Qualitative and quantitative analysis suggests that unidentified objects use a unique propulsion system, unlike any known technology. This study of TR3B, a unique unidentified flying object or phenomenon, does not exist formally. According to Military.com (Military.com, 2013, November), the TR3B craft uses highly pressured mercury accelerated by nuclear energy. This nuclear energy produces a plasma that creates a field of anti-gravity around the ship. Around the ship, conventional thrusters located at ends of the triangular craft allow for rapid high-speed maneuvers along all three axes. Moreover, plasma generated reduces radar signature and is almost invisible on radar. The result of this technology is unprecedented capabilities to maneuver and remain undetected (Wikipedia, n.d.).

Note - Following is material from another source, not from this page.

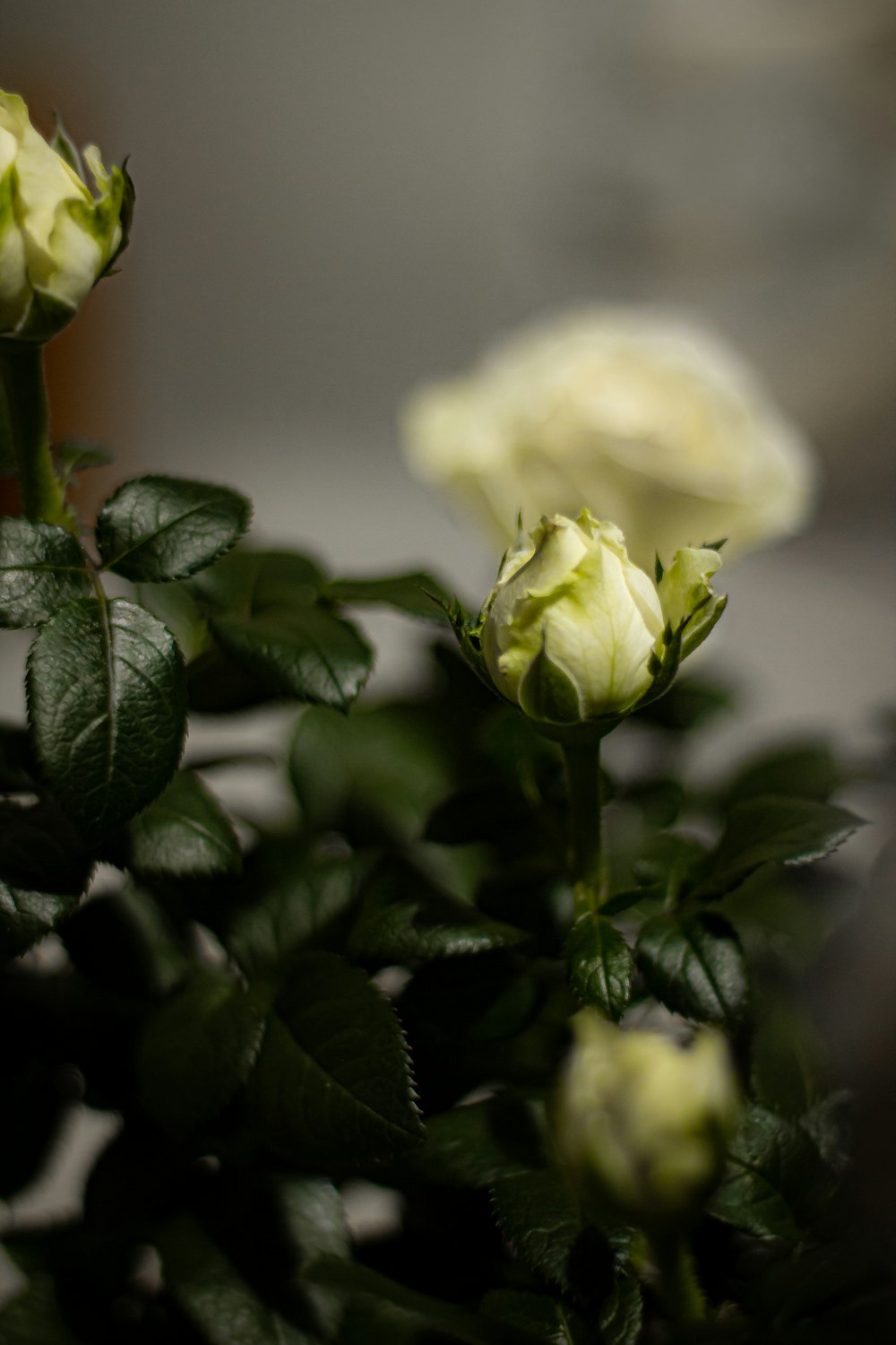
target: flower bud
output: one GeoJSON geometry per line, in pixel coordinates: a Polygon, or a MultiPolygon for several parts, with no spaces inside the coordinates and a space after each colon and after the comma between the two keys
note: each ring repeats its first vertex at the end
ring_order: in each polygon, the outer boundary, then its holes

One commercial application of highly pressured mercury accelerated by electricity is lamps. Applied atomic collision physics has been around since the invention of the light bulb. Most people are familiar with incandescent light bulbs, fluorescent lighting, and Neon lighting. However, unless you have worked in the lighting industry, you may not know mercury lighting. These electrical discharge lamps have been around since the 1970s, lighting street lights know as low-pressure lamps (Waymouth, 1971). The author has an electrical engineering degree and worked in industry (e.g., GE, Osram, Thorn, CE, Mitsubishi) designing electronic ballasts or controllers. An arc voltage (670 to 800 volts) of electricity needs to travel from one end of the tube to the other to excite these gases. As a side note, not fun when the discharge path of electricity goes through you; although the current is not much, it still stings. In mercury lighting, the mercury is vaporized when started and reconstituted when cooled down (Bommel, 2014). Mercury road lighting is very efficient with a life span of 50 years and gives decent color rendering similar to a bright whitish light with a blue tint (Edison Tech Center, n.d.).
Recently, light-driven propulsion in the form of nano/micromotors has been growing attention because of their potential for applications in biomedical and environmental fields (Wu et al., 2017). Light-driven micro-/nanomotor-based photocatalytic reactions are attractive because of the speed control using light. The unique characteristics are remote control, speeding up and slowing down motion through variations of light intensity—the future work of finding materials used for high photocatalytic activity. Previous work of electric-magnetic means of propulsion is well known, such as Tesla Model S induction motor (Sieklucki, 2018, June).
Applications for light propulsion technologies not only for nano/micromotors but for space travel are viable. One of the advantages of using light as propulsion in space is economics. Light is highly efficient in space with the ability to accelerate particles. Currently, light is used in solar arrays to gather sunlight to power space stations to satellites. A spacecraft can harness natural astrophysical sources to achieve relative speeds for interstellar travel (Lingam & Loeb, 2020). Future work includes research on the terminal velocity of relativistic technologies using light sails, light power engines, and steller wind sails.
Edison Tech Center. (n.d.). Mercury Vapor Lamps. https://edisontechcenter.org/MercuryVaporLamps.html
Lingam, M., & Loeb, A. (2020). Propulsion of Spacecraft to Relativistic Speeds Using Natural Astrophysical Sources. The Astrophysical Journal, 894(1), 36.
Military.com. (2013, November). TR-3B Anti-Gravity Spacecrafts. https://www.military.com/video/aircraft/military-aircraft/tr-3b-aurora-anti-gravity-spacecrafts/2860314511001
Sieklucki, G. (2018, June). An investigation into the induction motor of tesla model s vehicle. In 2018 International Symposium on Electrical Machines (SME) (pp. 1-6). IEEE.
Van Bommel, W. (2014). Road lighting: Fundamentals, technology and application. Springer.
Waymouth, J. F. (1971). Electrical discharge lamps (Vol. 152). London: MIT press.
Wikipedia. (n.d.). Black Triangle (UFO). https://en.wikipedia.org/wiki/Black_triangle_(UFO)#TR-3A_Black_Manta
Wu, Y., Dong, R., Zhang, Q., & Ren, B. (2017). Dye-enhanced self-electrophoretic propulsion of light-driven TiO 2–Au Janus micromotors. Nano-micro letters, 9(3), 30.